On January 6, 2006, Superior Court Trial Judge Paul Innes, J.S.C. ruled that CNA Insurance Company acted unreasonably in delaying my client’s right to arbitrate an underinsured motorist claim. The Court also found that CNA failed to exercise due diligence in its failure to put on notice a second insurance carrier.

My client was involved in a motor vehicle collision which was caused by a 17-year-old pizza delivery boy who ran a stop sign. As a result of the violent collision, my client sustained a traumatic brain injury which has left him permanently disabled. Suit was instituted against the 17-year-old and against his employer who, as it turned out, was uninsured. The case against the 17-year-old was settled for $225,000.00. At that point, plaintiff filed a claim for underinsured motorist against his own insurance carrier, CNA, since the defendant’s insurance policy was willfully inadequate to fully compensate him.
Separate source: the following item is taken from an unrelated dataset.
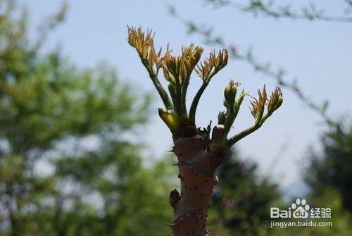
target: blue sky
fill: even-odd
[[[29,8],[31,31],[44,17],[55,12],[61,2],[21,1]],[[305,2],[307,1],[294,1],[298,6]],[[316,3],[332,15],[340,13],[345,7],[344,1]],[[127,42],[127,24],[152,28],[156,32],[156,44],[165,46],[170,42],[175,52],[191,42],[203,46],[205,55],[211,49],[205,46],[201,38],[187,35],[184,27],[169,15],[167,6],[172,4],[183,18],[208,23],[217,35],[227,42],[238,45],[240,50],[252,46],[263,61],[271,61],[273,68],[285,68],[289,72],[287,78],[296,77],[313,99],[322,104],[325,99],[330,101],[329,114],[332,116],[351,113],[352,23],[256,18],[231,8],[207,6],[197,0],[75,0],[69,4],[67,20],[51,35],[46,48],[61,45],[64,54],[82,67],[106,61],[117,68],[120,78],[137,85],[138,89],[153,91],[135,51]],[[206,126],[210,120],[216,123],[218,111],[223,109],[223,88],[230,79],[241,82],[252,94],[264,83],[269,90],[275,86],[271,79],[254,73],[247,64],[230,61],[213,78],[201,100],[199,126]],[[201,80],[194,75],[189,94],[194,95],[200,85]],[[151,153],[161,156],[172,143],[170,132],[157,116],[156,108],[162,104],[156,92],[154,94],[155,116],[143,135],[151,147]],[[319,135],[325,127],[320,117],[294,94],[284,89],[284,94],[282,108],[260,130],[242,139],[237,147],[244,158],[259,163],[263,173],[270,174],[282,186],[289,188],[301,182],[300,170],[306,163],[308,147],[319,149]],[[189,97],[189,100],[191,99]],[[253,123],[248,106],[247,99],[232,134]],[[280,152],[283,145],[287,148]]]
CNA refused to recognize the claim and refused to arbitrate as required under the insurance policy. I filed a Complaint and Order to Show Cause to compel CNA to explain its refusal. On Friday, Judge Innes ruled that CNA’s refusal was improper and its delay was unreasonable. CNA also asserted that another insurance company, Clarendon Insurance Company, was either fully or partially responsible for paying plaintiff’s claim. However, Judge Innes ruled that CNA’s failure to timely put Clarendon on notice prejudiced Clarendon. As a result, Judge Innes dismissed CNA’s claim against Clarendon finding that it failed to exercise due diligence. The case will be scheduled for arbitration in the near future.